Abstract:
Immunoglobulin A nephropathy (IgAN) is the most common primary glomerulonephritis worldwide, with varied clinical and histopathological features between individuals, particularly across races. As an autoimmune disease, IgAN arises from consequences of increased circulating levels of galactose-deficient IgA1 and mesangial deposition of IgA-containing immune complexes, which are recognized as key events in the widely accepted \"multi-hit\" pathogenesis of IgAN. The emerging evidence further provides insights into the role of genes, environment, mucosal immunity and complement system. These developments are paralleled by the increasing availability of diagnostic tools, potential biomarkers and therapeutic agents.

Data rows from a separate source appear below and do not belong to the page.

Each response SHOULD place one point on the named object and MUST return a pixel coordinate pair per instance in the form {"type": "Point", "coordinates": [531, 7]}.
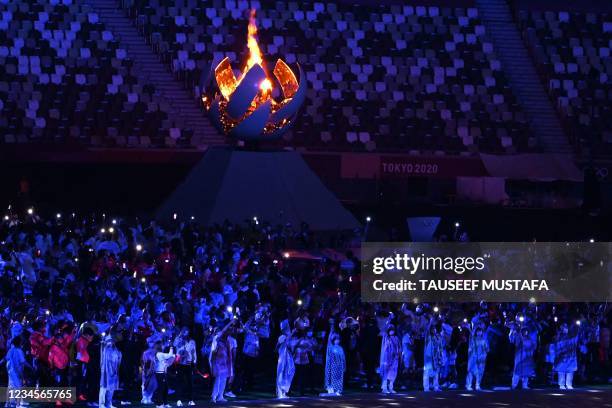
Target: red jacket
{"type": "Point", "coordinates": [39, 346]}
{"type": "Point", "coordinates": [59, 356]}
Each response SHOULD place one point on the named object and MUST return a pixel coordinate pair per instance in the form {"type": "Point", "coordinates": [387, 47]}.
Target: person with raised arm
{"type": "Point", "coordinates": [221, 363]}
{"type": "Point", "coordinates": [335, 363]}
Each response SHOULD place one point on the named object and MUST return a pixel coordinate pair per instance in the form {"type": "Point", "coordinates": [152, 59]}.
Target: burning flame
{"type": "Point", "coordinates": [255, 55]}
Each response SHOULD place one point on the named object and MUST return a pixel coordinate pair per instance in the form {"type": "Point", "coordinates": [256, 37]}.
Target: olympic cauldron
{"type": "Point", "coordinates": [243, 107]}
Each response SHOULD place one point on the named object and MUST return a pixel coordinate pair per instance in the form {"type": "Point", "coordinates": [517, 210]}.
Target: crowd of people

In this review, we summarize current evidence and outline novel findings in the prognosis, clinical trials and translational research from the updated perspectives of IgAN pathogenesis.
摘要:
免疫球蛋白A肾病(IgAN)是全球最常见的原发性肾小球肾炎,个体之间具有不同的临床和组织病理学特征,尤其是在种族中。作为一种自身免疫性疾病,IgAN起因于半乳糖缺陷型IgA1的循环水平增加和含有IgA的免疫复合物的系膜沉积的后果。它们被认为是IgAN广泛接受的“多命中”发病机制中的关键事件。新出现的证据进一步提供了对基因作用的见解,环境,粘膜免疫和补体系统。这些发展伴随着诊断工具的日益普及,潜在的生物标志物和治疗剂。在这次审查中,我们总结了目前的证据并概述了预后的新发现,从IgAN发病机制的最新视角进行临床试验和转化研究。